Leggete qui. “L’inopinata interruzione del trattamento priverebbe la società umana e la comunità scientifica della possibilità di apprezzare fino in fondo le caratteristiche, i limiti e le prospettive di un eventuale futuro sviluppo dell’impiego terapeutico delle cellule staminali mesenchimali sottraendo fondamentali spazi di avanzamento al progresso medico scientifico, a detrimento del miglioramento delle condizioni di vita generali”. L’interruzione della terapia soffocherebbe il diritto all’autodeterminazione individuale. E non è pensabile ritardarla a seguito di controverse quanto imperscrutabili valutazioni economiche, industriali, lobbistiche e burocratiche “perché si rischierebbe di frustrare in maniera irreparabile gli interessi di rango costituzionale, assolutamente dominanti nel sistema dei valori giuridici universali”.

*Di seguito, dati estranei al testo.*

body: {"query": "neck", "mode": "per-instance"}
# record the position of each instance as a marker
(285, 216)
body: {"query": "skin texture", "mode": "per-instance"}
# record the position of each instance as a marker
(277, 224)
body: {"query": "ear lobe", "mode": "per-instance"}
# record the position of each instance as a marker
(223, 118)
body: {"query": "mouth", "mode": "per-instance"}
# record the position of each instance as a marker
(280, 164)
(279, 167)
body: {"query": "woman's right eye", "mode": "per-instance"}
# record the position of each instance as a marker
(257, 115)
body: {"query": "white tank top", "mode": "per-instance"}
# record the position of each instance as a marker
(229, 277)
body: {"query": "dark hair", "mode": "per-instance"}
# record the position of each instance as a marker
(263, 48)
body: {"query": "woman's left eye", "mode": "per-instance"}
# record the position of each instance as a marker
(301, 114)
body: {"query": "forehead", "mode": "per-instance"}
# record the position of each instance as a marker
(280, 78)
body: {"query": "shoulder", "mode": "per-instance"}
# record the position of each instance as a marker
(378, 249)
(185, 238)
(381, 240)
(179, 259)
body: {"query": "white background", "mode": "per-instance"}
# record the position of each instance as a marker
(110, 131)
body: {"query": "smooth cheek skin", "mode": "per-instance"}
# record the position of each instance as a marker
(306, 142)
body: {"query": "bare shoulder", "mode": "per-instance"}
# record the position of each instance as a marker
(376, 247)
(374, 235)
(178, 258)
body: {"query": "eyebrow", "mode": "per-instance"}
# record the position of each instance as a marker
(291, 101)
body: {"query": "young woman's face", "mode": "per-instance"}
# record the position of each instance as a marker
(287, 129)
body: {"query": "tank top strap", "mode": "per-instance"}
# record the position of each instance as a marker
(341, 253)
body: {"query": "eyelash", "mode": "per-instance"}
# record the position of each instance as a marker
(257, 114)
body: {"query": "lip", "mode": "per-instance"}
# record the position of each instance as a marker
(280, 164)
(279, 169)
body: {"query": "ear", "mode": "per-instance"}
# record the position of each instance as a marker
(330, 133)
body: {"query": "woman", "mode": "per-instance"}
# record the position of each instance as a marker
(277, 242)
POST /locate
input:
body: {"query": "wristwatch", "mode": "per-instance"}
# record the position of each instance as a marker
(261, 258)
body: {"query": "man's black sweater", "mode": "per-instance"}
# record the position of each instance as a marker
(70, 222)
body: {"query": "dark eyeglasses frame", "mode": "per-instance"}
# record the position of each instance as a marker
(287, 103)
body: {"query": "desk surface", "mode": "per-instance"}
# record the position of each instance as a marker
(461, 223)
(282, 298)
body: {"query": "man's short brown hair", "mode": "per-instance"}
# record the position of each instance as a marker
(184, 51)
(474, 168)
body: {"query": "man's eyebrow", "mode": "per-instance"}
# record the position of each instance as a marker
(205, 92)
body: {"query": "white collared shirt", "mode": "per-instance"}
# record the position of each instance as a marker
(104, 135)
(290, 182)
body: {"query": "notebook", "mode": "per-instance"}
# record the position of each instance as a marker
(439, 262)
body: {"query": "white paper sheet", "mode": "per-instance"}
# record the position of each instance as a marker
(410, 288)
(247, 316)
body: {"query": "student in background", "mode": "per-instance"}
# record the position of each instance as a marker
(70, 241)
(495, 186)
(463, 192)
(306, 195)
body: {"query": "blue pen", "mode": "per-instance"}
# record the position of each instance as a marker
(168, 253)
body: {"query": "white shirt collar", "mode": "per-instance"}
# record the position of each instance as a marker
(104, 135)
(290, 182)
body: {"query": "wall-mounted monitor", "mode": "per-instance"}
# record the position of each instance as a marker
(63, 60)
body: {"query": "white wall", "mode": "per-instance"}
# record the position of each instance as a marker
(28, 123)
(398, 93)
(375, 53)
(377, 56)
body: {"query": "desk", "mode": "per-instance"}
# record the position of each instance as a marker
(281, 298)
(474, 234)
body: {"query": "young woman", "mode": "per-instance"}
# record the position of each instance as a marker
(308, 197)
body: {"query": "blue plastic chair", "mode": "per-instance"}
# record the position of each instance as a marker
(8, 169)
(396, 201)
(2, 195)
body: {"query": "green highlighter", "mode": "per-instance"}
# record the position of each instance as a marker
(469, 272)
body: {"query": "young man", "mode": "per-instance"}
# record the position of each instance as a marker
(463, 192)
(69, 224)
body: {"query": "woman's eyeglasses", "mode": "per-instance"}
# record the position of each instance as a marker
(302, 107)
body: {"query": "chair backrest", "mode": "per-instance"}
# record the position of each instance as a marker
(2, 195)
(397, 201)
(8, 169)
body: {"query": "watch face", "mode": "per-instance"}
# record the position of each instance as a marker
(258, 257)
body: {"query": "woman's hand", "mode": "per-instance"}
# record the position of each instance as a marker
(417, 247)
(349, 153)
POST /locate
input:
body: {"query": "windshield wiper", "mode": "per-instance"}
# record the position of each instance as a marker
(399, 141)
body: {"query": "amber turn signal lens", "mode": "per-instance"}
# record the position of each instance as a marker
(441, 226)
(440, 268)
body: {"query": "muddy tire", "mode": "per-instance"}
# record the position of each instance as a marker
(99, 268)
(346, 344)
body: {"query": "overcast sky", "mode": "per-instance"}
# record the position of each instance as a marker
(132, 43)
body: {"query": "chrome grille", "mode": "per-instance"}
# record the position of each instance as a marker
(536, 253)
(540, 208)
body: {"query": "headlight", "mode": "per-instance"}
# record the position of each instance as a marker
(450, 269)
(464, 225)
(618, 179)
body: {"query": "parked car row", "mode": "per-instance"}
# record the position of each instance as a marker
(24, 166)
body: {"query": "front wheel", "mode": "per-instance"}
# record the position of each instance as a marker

Cosa vale più di tutto? La persona. Il suo desiderio di vivere dignitosamente, il resto passa in secondo piano. E ce lo deve dire un giudice, Antonio Genna da Marsala.

Sì perché finora siamo stati solo bravi a discutere. Stamina non ha presentato i test in vitro e non doveva entrare in ospedale e di chi sarà la colpa. Ma intanto la vita se ne va. E questa volta i colpevoli ci sono. Meno male che ce lo ha ricordato un giudice.

PS. Dimenticavo: quante infusioni farà Gioele?  Andrà avanti a oltranza, finchè lo stabilirà il suo medico.

E pensare che ci stavamo dimenticando anche di questo, che esiste un medico (pensante) per ciascun malato. Grazie Antonio Genna.